La nouvelle du discours parvint au Institut des entreprises compétitives (CEI), un groupe de réflexion financé par Koch et Exxon qui a contribué au financement de la campagne présidentielle de Bush. CEI se mettre au travail. En tant que fondateur et président, Fred Smith plus tard dit Newsweek« Nous avons alerté toutes les personnes susceptibles d'avoir une influence et avons fait retirer cette phrase, si elle figurait dans le discours. »

Malgré tous les efforts déployés par ce groupe de réflexion, l'administrateur de l'Agence de protection de l'environnement Christine Todd Whitman Elle a témoigné, le 27 février 2001, devant un sous-comité du Comité sénatorial de l'environnement et des travaux publics, qu'elle était favorable à la réglementation CO2 émissions en vertu de la loi sur la qualité de l'air.

Une semaine plus tard, elle a signé une déclaration commune à la G8 Réunion des ministres de l'Environnement qui ont déclaré : « Nous nous engageons à tout mettre en œuvre pour parvenir à un accord sur les questions politiques en suspens et pour garantir, de manière rentable, l'intégrité environnementale du Protocole de Kyoto. »

La position du président

À ce moment-là, la machine à démentir s'est mise en marche. Haley BarbourUn lobbyiste d'une entreprise de services publics qui risquait de perdre si les gaz à effet de serre étaient réglementés a exhorté le vice-président Dick Cheney dans une note du 1er mars visant à persuader Bush de ne pas s'aligner sur « l'éco-extrémisme » de ceux qui considéraient le dioxyde de carbone comme un polluant.

Un groupe de sénateurs républicains d'extrême droite a adressé une lettre ouverte à leur nouveau président. À la lumière du témoignage de Whitman, ils ont demandé à Bush de clarifier sa position sur le changement climatique, « en particulier sur le protocole de Kyoto et la réglementation du dioxyde de carbone en vertu de la loi sur la qualité de l'air ».

Consciente de la montée de l'opposition à son égard, Whitman se rendit au Bureau ovale pour défendre sa cause le matin du 13 mars. Mais Bush avait déjà préparé sa réponse, qui devait être envoyée sous peu par l'intermédiaire de Cheney aux sénateurs, et qu'il lui lut.

"« Je ne crois pas », pouvait-on lire dans la lettre, « que le gouvernement doive imposer aux centrales électriques des réductions obligatoires d'émissions de dioxyde de carbone, qui n'est pas considéré comme un "polluant" au sens de la loi sur la qualité de l'air. »

Les informations du ministère de l'Énergie ont montré que les factures d'énergie des consommateurs pourraient être affectées et que cela justifiait une réévaluation de son engagement antérieur, « surtout… compte tenu de l'état incomplet des connaissances scientifiques sur les causes et les solutions du changement climatique mondial ».

Retrait du pollueur

Whitman repartit vaincue, au moment même où le marionnettiste Cheney arrivait pour remettre en main propre la réponse du président aux sénateurs.

À la fin du mois, le plus grand pollueur du monde s'était retiré de Kyoto.

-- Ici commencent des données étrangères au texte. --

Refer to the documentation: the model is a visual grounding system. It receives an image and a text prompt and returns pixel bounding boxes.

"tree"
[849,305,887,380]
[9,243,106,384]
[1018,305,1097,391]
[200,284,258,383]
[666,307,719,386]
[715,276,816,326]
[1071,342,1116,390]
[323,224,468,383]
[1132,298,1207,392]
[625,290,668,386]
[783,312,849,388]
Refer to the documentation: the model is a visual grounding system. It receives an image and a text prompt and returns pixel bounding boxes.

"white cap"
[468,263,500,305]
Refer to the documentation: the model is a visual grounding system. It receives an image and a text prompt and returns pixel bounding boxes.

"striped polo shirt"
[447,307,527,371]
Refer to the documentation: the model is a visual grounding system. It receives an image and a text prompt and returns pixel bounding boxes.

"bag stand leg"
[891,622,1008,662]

Whitman, qui a déclaré par la suite que cette décision revenait à « faire un doigt d'honneur au reste du monde », a annoncé la nouvelle. « Nous n'avons aucune intention d'appliquer ce traité », a déclaré l'ancienne gouverneure du New Jersey aux journalistes réunis.

Bien que les termes du traité aient été finalisés à Bonn en juillet de la même année, ils seraient rendus pratiquement inutiles, le plus grand pollueur mondial étant exclu de la compétition.

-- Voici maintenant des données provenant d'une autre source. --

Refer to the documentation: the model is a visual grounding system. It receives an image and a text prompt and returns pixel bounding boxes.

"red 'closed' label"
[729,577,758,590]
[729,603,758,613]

Des années plus tard, des demandes d'accès à l'information ont révélé l'influence de l'industrie sur cette décision. Une note d'information préparée à l'intention de Paula Dobriansky, sous-secrétaire d'État aux Affaires mondiales, en amont de sa rencontre avec Glenn Kelly, de la Coalition mondiale pour le climat financée par Exxon, indique : « … »POTUS Le président des États-Unis a rejeté le protocole de Kyoto, en partie grâce à vos contributions… Nous aimerions connaître votre avis : quel type d’alternatives internationales à Kyoto soutiendriez-vous ?

Le DéSmog UK Cette saga historique épique se poursuivra avec le récit de la façon dont un NASA Un climatologue a été écarté du débat sur l'environnement à la Maison Blanche.